Il criterio diagnostico del DSM-IV

Per effettuare una diagnosi il DSM-IV richiede almeno cinque dei seguenti sintomi così da formare uno schema pervasivo, ovvero uno schema che tendenzialmente rimane costante in situazioni e relazioni diverse.

  1. Senso grandioso del ovvero senso esagerato della propria importanza. 
  2. È occupato/a da fantasie di successo illimitato, di potere, effetto sugli altri, bellezza, o di amore ideale. 
  3. Crede di essere ‘speciale‘ e unico/a, e di poter essere capito/a solo da persone speciali; o è eccessivamente preoccupato di ricercare vicinanza/essere associato a persone di status (in qualche ambito) molto alto. 
  4. Desidera o richiede un’ammirazione eccessiva rispetto al normale, o al suo reale valore. 
  5. Ha un forte sentimento di propri diritti e facoltà, è irrealisticamente convinto che altri individui/situazioni debbano soddisfare le sue aspettative in maniera immediata. 
  6. Approfitta degli altri per raggiungere i propri scopi, e non ne prova rimorso. 
  7. È carente di empatia: non si accorge (non riconosce) o non dà importanza a sentimenti altrui, non desidera identificarsi con i loro desideri. 
  8. Prova spesso invidia ed è generalmente convinto che altri provino invidia per lui/lei
  9. Modalità affettiva di tipo predatorio (rapporti di forza sbilanciati, con scarso impegno personale, desidera ricevere più di quello che dà, che altri siano affettivamente coinvolti più di quanto lui/lei lo sia) e comportamenti arroganti e presuntuosi. 

 Esiste una cura?

Sì, esistono svariate cure e a livello sperimentale son anche molte, ma ci sentiamo liberi di consigliare a chiunque creda di poter rientrare in questo spettro di sentire l’opinione di uno specialista ed in caso di seguire con uno psicoterapeuta un trattamento adatto.
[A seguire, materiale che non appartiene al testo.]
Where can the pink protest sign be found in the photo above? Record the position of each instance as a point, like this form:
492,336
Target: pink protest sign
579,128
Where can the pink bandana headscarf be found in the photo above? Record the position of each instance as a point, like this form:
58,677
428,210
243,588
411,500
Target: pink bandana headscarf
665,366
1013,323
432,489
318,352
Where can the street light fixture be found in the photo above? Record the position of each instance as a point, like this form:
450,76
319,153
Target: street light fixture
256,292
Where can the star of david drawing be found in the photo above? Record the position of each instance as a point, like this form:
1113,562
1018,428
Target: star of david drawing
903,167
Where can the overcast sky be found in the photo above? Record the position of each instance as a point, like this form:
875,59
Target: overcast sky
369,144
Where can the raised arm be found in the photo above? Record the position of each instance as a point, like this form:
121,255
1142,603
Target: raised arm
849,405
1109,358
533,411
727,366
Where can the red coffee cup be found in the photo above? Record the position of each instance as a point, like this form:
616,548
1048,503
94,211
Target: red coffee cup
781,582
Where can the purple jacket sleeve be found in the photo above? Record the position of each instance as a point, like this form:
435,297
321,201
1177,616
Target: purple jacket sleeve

In casi veramente gravi si potrebbe necessitare di psicofarmaci ma solo sotto approvazione e richiesta di uno psichiatra, quindi sconsigliamo la ‘cura casareccia‘ di parlarne con l’amico o il vicino, gli psicologi, psicanalisti e psichiatri sono figure fondamentali per la nostra salute e hanno questo ruolo in seguito a titoli come lauree e dottorati; il nostro parrucchiere, per quanto possa ascoltare i nostri pettegolezzi, non ha una laurea nel settore.